© Khaled Desouki / AFP / Getty
Top Saudi officials have hit out at
shockingly low productivity in the country's bloated public sector, as the kingdom - reeling from low oil prices - tries to cut a
budget deficit that ran to nearly $100 billion last year.
"The amount worked [among state employees] doesn't even exceed an hour - and that's based on studies," civil service minister Khaled Alaraj said during an official discussion of Saudi Arabia's economy broadcast at prime time on Wednesday night.
More than two-thirds of all Saudis in employment work for the government - compared to fewer than 20 percent for the US - and last year the kingdom spent about 45 percent of its budget, or $128 billion, to pay their wages. Prior to recent reforms, even a conscientious Saudi national civil servant had generous perks - a 35-hour working week, almost no prospect of being made redundant, and frequent bonuses, such as two monthly salaries paid to every bureaucrat, when King Salman ascended to the throne in early 2015. "In my ministry we have more than a million job applicants.
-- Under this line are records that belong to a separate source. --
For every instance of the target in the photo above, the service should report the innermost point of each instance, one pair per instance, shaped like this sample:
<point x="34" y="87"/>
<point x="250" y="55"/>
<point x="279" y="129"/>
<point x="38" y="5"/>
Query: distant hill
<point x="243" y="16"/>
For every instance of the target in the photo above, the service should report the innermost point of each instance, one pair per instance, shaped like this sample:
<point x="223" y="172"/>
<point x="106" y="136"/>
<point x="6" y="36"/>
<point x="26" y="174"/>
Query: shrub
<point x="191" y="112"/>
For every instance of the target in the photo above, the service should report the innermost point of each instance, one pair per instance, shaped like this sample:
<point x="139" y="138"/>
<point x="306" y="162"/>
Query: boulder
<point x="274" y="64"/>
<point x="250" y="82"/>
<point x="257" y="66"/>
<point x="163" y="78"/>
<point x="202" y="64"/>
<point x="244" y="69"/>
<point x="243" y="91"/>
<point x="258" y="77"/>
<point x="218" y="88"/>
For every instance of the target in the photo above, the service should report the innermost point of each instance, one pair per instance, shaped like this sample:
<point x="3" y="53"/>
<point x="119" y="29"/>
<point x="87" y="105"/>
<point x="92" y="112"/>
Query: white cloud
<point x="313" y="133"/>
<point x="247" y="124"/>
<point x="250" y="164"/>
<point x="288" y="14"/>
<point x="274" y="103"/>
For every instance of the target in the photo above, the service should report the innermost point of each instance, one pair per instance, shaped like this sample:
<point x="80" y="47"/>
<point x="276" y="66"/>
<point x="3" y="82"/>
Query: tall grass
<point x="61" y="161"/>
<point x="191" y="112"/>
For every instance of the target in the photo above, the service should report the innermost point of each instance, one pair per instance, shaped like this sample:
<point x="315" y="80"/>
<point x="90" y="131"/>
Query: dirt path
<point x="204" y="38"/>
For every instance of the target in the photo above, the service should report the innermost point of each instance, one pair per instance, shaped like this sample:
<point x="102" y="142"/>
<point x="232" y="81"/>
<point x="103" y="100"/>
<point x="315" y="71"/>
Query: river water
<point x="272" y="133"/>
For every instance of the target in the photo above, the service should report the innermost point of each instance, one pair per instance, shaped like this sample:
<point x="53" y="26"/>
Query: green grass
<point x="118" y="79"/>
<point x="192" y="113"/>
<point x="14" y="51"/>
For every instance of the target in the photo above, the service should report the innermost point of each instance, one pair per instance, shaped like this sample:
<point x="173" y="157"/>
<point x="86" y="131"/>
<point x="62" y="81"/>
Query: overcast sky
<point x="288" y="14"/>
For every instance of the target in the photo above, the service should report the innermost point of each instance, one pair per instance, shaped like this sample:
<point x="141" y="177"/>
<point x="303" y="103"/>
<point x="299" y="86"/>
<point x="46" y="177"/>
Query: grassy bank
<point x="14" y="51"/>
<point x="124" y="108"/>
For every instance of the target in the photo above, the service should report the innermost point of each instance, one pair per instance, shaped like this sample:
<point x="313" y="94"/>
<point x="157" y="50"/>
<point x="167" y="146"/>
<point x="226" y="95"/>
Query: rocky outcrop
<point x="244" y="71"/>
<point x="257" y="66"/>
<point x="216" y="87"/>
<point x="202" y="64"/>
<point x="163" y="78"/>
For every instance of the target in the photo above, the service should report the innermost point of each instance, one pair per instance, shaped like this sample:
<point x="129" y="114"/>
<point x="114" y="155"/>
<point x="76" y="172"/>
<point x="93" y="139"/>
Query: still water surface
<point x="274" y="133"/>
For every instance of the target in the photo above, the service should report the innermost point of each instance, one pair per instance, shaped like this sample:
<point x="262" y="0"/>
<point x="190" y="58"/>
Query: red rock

Of them, 200,000 are already working in the private sector and are prepared to take a pay cut," said Alaraj.
With the economy expected to expand by only
1.2 percent this year, and oil prices hovering at around
$50 per barrel, Saudi Arabia vast oil reserves, which still stand at over
$500 billion, have been
depleting at an alarming rate. "If we didn't take any reform measures, and if the global economy stays the same, then
we're doomed for bankruptcy in three to four years," said Mohamed Al Tuwaijri, the deputy economy minister, at the same meeting.